Can I get better performance for this cycle?

I read a book and delete a few words from it. My problem is that the process takes a lot of time and I want to improve its performance (less time), for example:

Vector<String> pages = new Vector<String>(); // Contains about 1500 page, each page has about 1000 words. Vector<String> wordsToDelete = new Vector<String>(); // Contains about 50000 words. for( String page: pages ) { String pageInLowCase = page.toLowerCase(); for( String wordToDelete: wordsToDelete ) { if( pageInLowCase.contains( wordToDelete ) ) page = page.replaceAll( "(?i)\\b" + wordToDelete + "\\b" , "" ); } // Do some staff with the final page that does not take much time. } 

This code takes about 3 minutes. If I skipped the replaceAll (...) loop, I can save more than 2 minutes. So, is there a way to do the same cycle with higher performance?

+4
source share
5 answers

Yes, you can handle the page differently. The main idea is as follows

 for (String word : page) { if (!forbiddenWords.contains(word)) { pageResult.append(word); } } 

Here forbiddenWords are many. In addition, for (String word : page) is a shorthand for parsing a page into a list of words. Remember to add extra spaces (I skipped this for clarity).

The complexity of processing one page in the original version was ~ 50,000 * 1000, and now it is only ~ 1000. (checking if the word is in the HashSet takes a constant time)

change
Since I wanted to distract myself from work for ten minutes, here is the code :)

  String text = "This is a bad word, and this is very bad, terrible word."; Set<String> forbiddenWords = new HashSet<String>(Arrays.asList("bad", "terrible")); text += "|"; // mark end of text boolean readingWord = false; StringBuilder currentWord = new StringBuilder(); StringBuilder result = new StringBuilder(); for (int pos = 0; pos < text.length(); ++pos) { char c = text.charAt(pos); if (readingWord) { if (Character.isLetter(c)) { currentWord.append(c); } else { // finished reading a word readingWord = false; if (!forbiddenWords.contains(currentWord.toString().toLowerCase())) { result.append(currentWord); } result.append(c); } } else { if (Character.isLetter(c)) { // start reading a new word readingWord = true; currentWord.setLength(0); currentWord.append(c); } else { // append punctuation marks and spaces to result immediately result.append(c); } } } result.setLength(result.length() - 1); // remove end of text mark System.out.println(result); 
+12
source

To get started, you can get rid of the contains(..) check. It adds unnecessary overhead. And it will return the truth sometimes when it is not. For example, it will return true for "not", even if the page has only a "node".

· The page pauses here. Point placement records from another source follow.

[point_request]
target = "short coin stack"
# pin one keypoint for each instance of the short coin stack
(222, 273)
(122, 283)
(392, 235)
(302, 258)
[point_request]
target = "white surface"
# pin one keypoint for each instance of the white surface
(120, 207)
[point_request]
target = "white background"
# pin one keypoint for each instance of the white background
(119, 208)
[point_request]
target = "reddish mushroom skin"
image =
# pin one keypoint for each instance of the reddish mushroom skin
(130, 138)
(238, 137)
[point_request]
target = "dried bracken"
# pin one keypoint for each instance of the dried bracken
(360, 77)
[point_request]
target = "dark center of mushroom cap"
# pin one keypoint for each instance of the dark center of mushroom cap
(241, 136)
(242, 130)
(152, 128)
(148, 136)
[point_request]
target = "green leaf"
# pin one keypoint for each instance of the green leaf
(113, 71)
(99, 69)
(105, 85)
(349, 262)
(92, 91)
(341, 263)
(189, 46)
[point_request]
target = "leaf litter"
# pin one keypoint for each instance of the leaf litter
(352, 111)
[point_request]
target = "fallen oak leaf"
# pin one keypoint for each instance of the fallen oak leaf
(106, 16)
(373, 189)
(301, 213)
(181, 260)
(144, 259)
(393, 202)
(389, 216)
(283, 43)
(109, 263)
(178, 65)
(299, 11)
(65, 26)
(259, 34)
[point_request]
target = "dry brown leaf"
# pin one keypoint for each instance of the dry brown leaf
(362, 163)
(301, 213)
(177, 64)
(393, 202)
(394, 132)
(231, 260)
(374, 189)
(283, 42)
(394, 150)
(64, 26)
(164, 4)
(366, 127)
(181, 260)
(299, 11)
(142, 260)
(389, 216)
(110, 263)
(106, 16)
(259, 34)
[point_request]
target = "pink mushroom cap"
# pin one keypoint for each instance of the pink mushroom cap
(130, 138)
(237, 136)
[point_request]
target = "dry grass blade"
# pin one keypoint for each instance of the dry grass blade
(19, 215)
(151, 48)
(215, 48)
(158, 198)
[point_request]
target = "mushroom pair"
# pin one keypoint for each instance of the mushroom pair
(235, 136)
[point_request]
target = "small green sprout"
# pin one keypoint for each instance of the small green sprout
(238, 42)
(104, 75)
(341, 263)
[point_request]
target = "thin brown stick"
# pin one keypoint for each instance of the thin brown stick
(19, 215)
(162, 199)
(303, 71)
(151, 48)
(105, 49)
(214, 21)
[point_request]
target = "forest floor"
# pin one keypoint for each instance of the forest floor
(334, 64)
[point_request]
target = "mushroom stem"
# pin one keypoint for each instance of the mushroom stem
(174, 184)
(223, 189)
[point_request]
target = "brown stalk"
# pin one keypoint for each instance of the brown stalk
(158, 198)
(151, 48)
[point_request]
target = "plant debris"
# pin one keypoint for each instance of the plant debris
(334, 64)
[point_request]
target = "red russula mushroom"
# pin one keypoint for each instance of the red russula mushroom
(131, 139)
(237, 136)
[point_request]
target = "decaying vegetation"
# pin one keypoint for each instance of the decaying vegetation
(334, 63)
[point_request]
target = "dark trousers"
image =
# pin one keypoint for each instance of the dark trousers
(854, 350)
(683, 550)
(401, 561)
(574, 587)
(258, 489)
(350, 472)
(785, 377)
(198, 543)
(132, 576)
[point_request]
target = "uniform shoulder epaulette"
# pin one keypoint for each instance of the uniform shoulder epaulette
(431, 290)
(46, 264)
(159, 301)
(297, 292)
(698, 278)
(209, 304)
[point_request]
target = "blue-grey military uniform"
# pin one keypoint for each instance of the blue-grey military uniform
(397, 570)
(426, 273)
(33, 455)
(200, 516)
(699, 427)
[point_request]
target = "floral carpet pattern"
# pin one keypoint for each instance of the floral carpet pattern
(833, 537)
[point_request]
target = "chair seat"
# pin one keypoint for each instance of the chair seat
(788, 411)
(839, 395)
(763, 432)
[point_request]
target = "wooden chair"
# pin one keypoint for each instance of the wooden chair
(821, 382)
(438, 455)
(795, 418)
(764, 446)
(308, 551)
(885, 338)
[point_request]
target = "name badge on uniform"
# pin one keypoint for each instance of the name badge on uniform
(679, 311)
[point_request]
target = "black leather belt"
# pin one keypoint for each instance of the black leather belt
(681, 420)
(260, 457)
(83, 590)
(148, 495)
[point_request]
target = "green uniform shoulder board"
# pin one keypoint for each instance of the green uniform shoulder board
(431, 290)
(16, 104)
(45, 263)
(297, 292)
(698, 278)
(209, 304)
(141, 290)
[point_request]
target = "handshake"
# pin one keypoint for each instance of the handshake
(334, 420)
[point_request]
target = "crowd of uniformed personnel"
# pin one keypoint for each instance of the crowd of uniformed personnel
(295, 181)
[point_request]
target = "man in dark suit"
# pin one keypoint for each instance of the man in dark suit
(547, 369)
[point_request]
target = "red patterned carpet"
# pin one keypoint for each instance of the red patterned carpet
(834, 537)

Another thing is to replace Vector with ArrayList .

And as Conrad pointed out in his comment, you are not changing vectors. String is immutable, so you are not changing objects. You will need to use set(..) (and maintain the iteration index).

+5
source

The problem is that you have a double loop. This tends to be poor performance and equates to x * y performance. In addition, since the rows cannot be changed every time you call toLowerCase and then replaceAll, you create a new row. Thus, you create x * y the number of lines containing the whole page for each word in your list. This can be avoided by using the MULTI_LINE and CASE_INSENSITIVE options in the regular expression.

You can reduce it to one cycle and use the regular expression to replace all words at once.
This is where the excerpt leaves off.